24 Misc. 2d 63 | N.Y. Sup. Ct. | 1960

Reid S. Moule, J.

Appeal from a judgment of conviction in the City Court of Buffalo [Casimir T. Partyka, J.] under subdivision 8 of section 14 of the Vehicle and Traffic Law (overloading of truck).

The first question raised on this appeal concerns the sufficiency of evidence on the accuracy of the scales. Proof on this point was offered by a State Inspector of Weights and Measures, who had served in that capacity for over 20 years. He testified that he had tested the scales used to weigh defendant’s truck three and one-half months prior to and four days after the day on which defendant’s truck was weighed and found them to be correct on both dates.

While it has been held that a failure to test scales used to weigh vehicles for 12 months would not support a conviction (People v. Dazi, 14 Misc 2d 744 [1957]) yet tests made seven or eight months prior to date of violation were sufficient to support a conviction (People v. Fortino, 14 Misc 2d 725 [1958]). Also, in People v. Macomb (9 Misc 2d 1027 [1958]) tests held two months before the alleged violation were held sufficient.

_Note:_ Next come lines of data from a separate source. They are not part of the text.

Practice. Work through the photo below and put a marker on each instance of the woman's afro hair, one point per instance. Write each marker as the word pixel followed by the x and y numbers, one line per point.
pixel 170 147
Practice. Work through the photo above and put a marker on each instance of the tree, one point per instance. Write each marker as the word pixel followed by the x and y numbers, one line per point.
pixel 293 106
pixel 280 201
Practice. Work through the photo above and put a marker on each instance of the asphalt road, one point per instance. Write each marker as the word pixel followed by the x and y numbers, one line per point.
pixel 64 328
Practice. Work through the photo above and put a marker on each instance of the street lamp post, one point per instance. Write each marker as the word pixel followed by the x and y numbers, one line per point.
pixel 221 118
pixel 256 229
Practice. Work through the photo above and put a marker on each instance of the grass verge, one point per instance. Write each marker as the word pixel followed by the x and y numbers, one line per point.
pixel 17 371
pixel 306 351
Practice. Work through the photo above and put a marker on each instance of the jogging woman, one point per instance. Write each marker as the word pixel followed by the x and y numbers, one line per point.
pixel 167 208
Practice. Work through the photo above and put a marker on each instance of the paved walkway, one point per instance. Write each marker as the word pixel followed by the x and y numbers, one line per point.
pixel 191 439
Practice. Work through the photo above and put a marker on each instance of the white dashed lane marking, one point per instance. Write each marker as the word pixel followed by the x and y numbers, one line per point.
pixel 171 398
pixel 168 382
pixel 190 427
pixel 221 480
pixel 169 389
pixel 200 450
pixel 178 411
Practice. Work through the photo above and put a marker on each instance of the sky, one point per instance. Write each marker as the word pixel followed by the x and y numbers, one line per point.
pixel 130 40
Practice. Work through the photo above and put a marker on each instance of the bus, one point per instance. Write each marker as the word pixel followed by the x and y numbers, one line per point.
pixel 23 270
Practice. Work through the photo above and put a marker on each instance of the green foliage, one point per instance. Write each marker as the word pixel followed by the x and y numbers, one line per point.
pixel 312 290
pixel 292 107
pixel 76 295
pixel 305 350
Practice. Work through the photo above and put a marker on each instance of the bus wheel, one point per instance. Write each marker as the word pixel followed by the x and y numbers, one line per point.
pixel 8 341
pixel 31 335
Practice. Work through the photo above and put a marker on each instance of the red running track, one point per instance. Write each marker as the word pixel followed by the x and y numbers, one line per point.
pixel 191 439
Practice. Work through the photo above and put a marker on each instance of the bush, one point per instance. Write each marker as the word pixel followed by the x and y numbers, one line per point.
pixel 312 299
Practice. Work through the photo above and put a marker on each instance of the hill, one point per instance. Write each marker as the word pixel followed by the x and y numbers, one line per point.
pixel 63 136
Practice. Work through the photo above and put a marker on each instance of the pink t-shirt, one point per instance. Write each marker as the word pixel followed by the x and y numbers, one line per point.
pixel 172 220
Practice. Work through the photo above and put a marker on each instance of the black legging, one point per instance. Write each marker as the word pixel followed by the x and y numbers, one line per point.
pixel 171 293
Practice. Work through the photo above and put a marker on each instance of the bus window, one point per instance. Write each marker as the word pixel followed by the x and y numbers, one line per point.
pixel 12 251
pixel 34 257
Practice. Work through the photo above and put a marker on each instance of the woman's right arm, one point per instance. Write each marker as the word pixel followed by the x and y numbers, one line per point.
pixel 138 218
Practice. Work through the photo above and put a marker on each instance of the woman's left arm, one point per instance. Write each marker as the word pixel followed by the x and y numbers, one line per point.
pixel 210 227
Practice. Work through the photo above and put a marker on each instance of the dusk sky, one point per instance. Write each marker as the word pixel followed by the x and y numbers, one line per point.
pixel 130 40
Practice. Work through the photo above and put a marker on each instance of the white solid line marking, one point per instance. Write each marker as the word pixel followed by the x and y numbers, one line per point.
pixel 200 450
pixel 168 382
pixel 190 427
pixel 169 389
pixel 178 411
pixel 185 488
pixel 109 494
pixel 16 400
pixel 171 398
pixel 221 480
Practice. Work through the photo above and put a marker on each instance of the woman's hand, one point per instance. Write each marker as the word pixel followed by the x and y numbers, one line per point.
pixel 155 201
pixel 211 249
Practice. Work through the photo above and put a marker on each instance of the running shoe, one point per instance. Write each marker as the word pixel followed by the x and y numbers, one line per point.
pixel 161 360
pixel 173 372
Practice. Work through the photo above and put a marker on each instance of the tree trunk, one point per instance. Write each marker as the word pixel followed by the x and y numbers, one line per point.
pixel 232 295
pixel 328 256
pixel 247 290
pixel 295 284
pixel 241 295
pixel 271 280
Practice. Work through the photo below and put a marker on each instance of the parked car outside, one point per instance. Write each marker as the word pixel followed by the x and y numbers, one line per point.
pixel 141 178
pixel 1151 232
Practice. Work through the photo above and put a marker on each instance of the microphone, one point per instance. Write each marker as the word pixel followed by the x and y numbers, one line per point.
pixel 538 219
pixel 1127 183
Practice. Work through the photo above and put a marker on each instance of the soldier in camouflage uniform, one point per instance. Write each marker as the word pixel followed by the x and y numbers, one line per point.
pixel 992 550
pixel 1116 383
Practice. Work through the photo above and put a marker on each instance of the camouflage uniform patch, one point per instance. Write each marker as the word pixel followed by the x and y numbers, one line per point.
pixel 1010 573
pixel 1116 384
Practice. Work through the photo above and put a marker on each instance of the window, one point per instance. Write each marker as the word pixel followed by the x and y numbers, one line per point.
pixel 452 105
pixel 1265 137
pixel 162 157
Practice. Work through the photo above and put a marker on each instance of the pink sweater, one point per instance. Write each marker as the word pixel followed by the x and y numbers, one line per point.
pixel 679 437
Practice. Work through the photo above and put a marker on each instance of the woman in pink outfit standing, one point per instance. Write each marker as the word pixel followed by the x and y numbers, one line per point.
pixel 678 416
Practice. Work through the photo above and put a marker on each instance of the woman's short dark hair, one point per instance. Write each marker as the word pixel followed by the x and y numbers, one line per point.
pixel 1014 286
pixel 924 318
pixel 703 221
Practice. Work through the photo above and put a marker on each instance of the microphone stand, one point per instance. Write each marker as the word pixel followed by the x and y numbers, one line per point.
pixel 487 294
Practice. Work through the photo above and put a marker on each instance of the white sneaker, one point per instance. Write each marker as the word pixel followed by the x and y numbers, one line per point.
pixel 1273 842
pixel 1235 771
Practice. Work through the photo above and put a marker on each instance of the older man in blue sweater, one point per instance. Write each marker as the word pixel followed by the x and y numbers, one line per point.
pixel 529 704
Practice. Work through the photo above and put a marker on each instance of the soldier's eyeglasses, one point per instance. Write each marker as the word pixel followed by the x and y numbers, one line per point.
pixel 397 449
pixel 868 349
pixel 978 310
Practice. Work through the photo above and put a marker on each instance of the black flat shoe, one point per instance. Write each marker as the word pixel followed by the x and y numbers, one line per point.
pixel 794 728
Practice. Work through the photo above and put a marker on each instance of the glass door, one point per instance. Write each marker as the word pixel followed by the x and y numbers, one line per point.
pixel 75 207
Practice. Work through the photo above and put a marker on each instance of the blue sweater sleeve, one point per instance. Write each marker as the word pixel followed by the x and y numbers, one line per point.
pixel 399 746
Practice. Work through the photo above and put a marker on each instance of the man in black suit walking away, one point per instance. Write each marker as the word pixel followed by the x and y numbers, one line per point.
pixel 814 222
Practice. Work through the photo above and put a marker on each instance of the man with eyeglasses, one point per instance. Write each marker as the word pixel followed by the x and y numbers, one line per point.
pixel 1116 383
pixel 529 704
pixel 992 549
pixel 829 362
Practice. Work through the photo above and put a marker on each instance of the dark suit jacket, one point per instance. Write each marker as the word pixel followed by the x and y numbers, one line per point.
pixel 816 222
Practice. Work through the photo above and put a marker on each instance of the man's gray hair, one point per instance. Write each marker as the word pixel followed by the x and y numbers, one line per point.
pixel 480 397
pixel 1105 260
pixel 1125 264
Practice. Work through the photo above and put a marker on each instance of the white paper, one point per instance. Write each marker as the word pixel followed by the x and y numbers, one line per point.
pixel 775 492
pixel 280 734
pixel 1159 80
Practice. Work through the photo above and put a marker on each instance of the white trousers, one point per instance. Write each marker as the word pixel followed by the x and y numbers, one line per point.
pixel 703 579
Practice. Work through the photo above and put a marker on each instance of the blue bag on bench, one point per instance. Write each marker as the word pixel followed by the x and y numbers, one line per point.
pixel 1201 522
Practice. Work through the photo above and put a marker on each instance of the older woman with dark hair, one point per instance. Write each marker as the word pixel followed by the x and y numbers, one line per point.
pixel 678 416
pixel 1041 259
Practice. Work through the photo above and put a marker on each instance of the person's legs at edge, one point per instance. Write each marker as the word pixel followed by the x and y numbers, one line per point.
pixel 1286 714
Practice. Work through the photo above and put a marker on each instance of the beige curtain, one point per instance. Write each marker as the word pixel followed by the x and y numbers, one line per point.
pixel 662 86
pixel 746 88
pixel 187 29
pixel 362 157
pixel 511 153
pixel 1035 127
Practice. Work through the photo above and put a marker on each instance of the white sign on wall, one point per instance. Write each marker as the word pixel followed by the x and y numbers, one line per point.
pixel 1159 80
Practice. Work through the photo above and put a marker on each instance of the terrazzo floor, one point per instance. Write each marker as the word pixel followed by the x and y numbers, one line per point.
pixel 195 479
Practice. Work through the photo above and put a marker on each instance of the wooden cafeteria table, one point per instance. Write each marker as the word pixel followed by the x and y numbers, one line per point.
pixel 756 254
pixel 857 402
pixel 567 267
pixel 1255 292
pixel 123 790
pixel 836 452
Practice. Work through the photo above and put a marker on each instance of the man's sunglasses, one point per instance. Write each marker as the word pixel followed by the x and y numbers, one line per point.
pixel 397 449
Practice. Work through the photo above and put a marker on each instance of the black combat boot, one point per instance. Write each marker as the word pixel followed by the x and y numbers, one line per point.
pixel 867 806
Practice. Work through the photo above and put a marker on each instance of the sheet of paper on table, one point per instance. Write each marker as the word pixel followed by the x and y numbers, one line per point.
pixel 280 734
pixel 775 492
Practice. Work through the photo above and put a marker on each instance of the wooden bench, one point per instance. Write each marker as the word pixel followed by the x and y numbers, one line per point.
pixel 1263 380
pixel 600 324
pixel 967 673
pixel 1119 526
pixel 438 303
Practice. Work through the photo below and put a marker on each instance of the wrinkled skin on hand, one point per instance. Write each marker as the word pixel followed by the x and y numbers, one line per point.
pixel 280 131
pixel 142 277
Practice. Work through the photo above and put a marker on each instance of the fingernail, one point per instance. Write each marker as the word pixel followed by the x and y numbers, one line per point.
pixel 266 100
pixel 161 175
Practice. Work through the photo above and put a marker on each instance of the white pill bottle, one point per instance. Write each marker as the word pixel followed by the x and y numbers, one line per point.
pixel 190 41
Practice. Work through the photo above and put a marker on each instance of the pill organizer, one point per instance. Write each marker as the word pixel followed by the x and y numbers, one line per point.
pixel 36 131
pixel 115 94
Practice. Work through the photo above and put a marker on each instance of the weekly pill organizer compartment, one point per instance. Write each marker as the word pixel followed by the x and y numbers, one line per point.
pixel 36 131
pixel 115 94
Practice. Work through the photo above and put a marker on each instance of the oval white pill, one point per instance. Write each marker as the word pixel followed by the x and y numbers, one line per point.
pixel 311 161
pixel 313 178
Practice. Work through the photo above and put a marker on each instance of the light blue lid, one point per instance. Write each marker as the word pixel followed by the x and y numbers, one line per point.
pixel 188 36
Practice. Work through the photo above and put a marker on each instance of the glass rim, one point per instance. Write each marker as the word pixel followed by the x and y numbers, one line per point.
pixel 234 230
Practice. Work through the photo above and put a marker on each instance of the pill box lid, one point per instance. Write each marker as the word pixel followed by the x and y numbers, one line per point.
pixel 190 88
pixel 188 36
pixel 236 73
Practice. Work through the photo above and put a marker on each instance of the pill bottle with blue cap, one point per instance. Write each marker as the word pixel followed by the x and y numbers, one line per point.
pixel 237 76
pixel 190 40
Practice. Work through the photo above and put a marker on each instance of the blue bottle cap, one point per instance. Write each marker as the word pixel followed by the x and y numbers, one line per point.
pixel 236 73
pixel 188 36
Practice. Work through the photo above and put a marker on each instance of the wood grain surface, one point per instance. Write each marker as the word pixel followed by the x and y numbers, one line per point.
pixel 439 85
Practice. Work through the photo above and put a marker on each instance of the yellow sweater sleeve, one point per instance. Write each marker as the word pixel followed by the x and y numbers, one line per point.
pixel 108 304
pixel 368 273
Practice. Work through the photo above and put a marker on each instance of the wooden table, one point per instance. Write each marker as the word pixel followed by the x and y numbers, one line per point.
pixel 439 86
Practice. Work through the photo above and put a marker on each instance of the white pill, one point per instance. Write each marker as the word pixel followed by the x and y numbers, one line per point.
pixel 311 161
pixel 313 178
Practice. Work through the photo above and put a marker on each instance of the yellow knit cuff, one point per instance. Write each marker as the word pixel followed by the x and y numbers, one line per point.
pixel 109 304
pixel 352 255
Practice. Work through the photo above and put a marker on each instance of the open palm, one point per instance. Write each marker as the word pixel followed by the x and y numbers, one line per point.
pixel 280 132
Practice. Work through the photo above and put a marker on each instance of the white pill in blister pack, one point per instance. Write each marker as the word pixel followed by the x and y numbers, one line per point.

People v. Haezlton (169 N. Y. S. 2d 490 [1957]) relied upon by defendant-appellant, is distinguishable because proof was offered by the defendant in that case to show that severe, rough usage of the scales could have affected their accuracy as well as the uneven roadbed. In the instant case, no proof of any nature was offered to question the accuracy of the scales used. Further, the State Inspector testified that he had tested scales of this type since 1937 and never found one in error. This would indicate that the scales were of a nature that did not easily lose their accuracy. The court holds that the proof on this point offered by the People is sufficient.

The second question concerns failure of the People to prove knowledge on the part of the defendant operator of the truck as to the weight of the load.

The statute does not require knowledge of overweight on the part of the driver and is “ malum prohibitum ” in nature.

In People v. Matessino (15 Misc 2d 7, 9-10 [1958]) in which the same question was raised, the court stated: “ It is fair construction of the verbiage of the statute that the operation of an overloaded vehicle is a malum prohibitum, not requiring a specific intent or knowledge (Hornstein v. Paramount Pictures, *6537 N. Y. S. 2d 404, affd. 266 App. Div. 659, affd. 292 N. Y. 468; People v. Mishkin, 170 Misc. 889, affd. 281 N. Y. 765). The proof of knowledge seems plainly to be required only in case of an an owner or employer not operating the vehicle. This construction of the statute is confirmed by People v. Rodenbach, (204 Misc. 905, affd. 307 N. Y. 614), where the view that knowledge of the operator must be shown was advanced to the Court of Appeals, and the conviction of the operator was nevertheless sustained.”

The court holds that proof of knowledge on the part of the driver is not required. Judgment of conviction affirmed.